Getting thoughts down on the page is relatively easy, but using only voice commands to format and edit can be tricky. Navigating the web by voice is also a pain. The “fun” factor wore off quickly, and I felt like I wasn’t “breaking even” until I was using the software for more than a month.
Editing the text once it’s on the page can be very tedious — I would generally switch back to the mouse and keyboard, but that’s not an option not available to students with significant mobility impairment. It would make a tremendous difference to let the student know which assignments should be formatted and punctuated properly, and which can be just tossed off without any editing beyond what is necessary for clarity.
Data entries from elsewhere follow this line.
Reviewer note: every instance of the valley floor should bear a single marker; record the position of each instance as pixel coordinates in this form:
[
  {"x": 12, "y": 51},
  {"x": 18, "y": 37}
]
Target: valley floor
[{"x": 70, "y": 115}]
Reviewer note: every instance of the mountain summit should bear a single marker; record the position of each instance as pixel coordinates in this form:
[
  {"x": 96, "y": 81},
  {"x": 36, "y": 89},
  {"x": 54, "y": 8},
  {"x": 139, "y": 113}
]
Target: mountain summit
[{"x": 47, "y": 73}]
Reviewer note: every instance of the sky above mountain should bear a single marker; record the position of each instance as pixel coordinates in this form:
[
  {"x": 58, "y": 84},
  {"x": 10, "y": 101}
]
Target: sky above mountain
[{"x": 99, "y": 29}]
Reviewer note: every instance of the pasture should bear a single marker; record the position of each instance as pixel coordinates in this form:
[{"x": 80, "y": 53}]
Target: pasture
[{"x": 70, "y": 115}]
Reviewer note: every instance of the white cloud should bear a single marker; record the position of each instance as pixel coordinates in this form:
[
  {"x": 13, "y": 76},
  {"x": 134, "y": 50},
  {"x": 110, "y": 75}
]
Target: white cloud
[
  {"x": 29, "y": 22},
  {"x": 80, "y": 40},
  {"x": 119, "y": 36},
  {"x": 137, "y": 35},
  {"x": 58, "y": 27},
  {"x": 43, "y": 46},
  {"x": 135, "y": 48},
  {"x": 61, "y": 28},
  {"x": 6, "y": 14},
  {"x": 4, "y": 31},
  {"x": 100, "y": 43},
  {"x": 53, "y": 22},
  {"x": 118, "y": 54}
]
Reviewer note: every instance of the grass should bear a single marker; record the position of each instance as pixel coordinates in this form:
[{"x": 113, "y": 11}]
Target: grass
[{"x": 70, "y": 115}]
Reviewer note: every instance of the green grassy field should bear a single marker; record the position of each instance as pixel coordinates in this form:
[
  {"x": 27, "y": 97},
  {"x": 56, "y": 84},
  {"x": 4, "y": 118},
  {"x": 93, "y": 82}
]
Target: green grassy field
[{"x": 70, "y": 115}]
Asking that the student use voice-to-speech software is only part of the solution — we can’t have one student dictating her answers into a laptop while everyone else in the room works quietly.
Depending on the degree of mobility impairment, perhaps the student could use a trackball or other pointing device to complete an online quiz. If the purpose of the quiz is simply to make sure the students are doing the readings, I would probably try to rely more on multiple-choice and fill-in-the blank. For the essay questions, perhaps we could just converse in quiet tones while the rest of the students are writing.